Kesinlikle evet! Daha fazla seçenek olmalı. Bu birkaç yıl önce büyük bir tepkiyle yol açmıştı. Birkaç dilde Matura dersleri vardı ve buna Türkçe eklendiğinde büyük bir tartışma yaşandı: “bu Türkler entegre olmalı, Almanca öğrenmeliler”. Türkçe’den bir Matura dersi olarak bahsettiğimizde, Matura seviyesinde Almancaya hâkim olan öğrencilerden söz ediyoruz. Bu, ana dili Almanca olan pek çok Avusturyalının yapabileceğinden daha fazla. Türkçe Matura sınavına girebilmem için matematik, Almanca, İngilizce, biyoloji ve coğrafyayı Almanca geçmem gerekiyor. Dil seviyem o kadar iyi ki tüm bunları becerebiliyorum ve sonra Almanca öğrenmem gerektiği öne sürülüyor! Bu çok absürt, trajikomik bir durum.

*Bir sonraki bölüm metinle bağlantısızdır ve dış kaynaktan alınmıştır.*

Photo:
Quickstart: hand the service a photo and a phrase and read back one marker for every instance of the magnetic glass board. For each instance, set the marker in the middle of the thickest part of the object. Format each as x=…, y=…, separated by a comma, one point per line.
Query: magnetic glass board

(C) ZackZack/Christopher Glanzl
Hatta bir adım daha ileri gidebilirim: İngilizce iki dilli okullarımız var, bir Fransız lisemiz var. Ancak Türkçe-Almanca, B/K/S-Almanca, Lehçe-Almanca ile iki dilli okullar talep edersek, bu toplumda bir tartışmaya neden olur. Bu talep “paralel bir toplum istiyorlar” şeklinde algılanır fakat bu doğru değil. Böyle bir okulda insanlar Almancanın yanı sıra başka bir dil öğrenebilirler.
Avusturya’da insanlar ırkçılık karşıtlığı konusunda nasıl bilinçlendirilebilir?
Temel sorun, Avusturya’da sorun farkındalığı olmaması. Eğer bir sorunumuz olduğu konusunda hemfikir değilsek, bu sorun hakkında konuşamayız. Sanki ırkçılık bireysel bir sorunmuş gibi sunuluyor. Ancak ırkçılık, bir grup insanın diğer bir gruba karşı ayrımcılık yapmasına ve yapısal olarak dezavantajlı konuma düşürülmesine dayanan bir sistemdir. Farklı biçimler ve tabii ki bireysel düzeyde ırkçılık da var. Irkçılığın bir sistem olduğu konusunda farkındalık eksikliği var. Avusturya’da belirli bir isme, dine, kökene, dile ve dış görünüşe sahip olan insanlar konut piyasasında, iş piyasasında ve okulda daha kötü durumdalar.
Bu konuda ne yapılması gerekir?
Irkçılığa karşı insanları aydınlatmaya ve ırkçılığın varlığını dile getirmeye devam etmeliyiz. Refleks olarak ‘Aman Tanrım, benim ırkçı olduğumu söylüyorsun’ diye tepki veren insanlar var. Hayır, ben sadece bir şeyin ırkçı olduğunu söylüyorum, senin ırkçı olduğunu değil. Savunmaya geçmeden ırkçılık hakkında konuşmayı öğrenmeliyiz.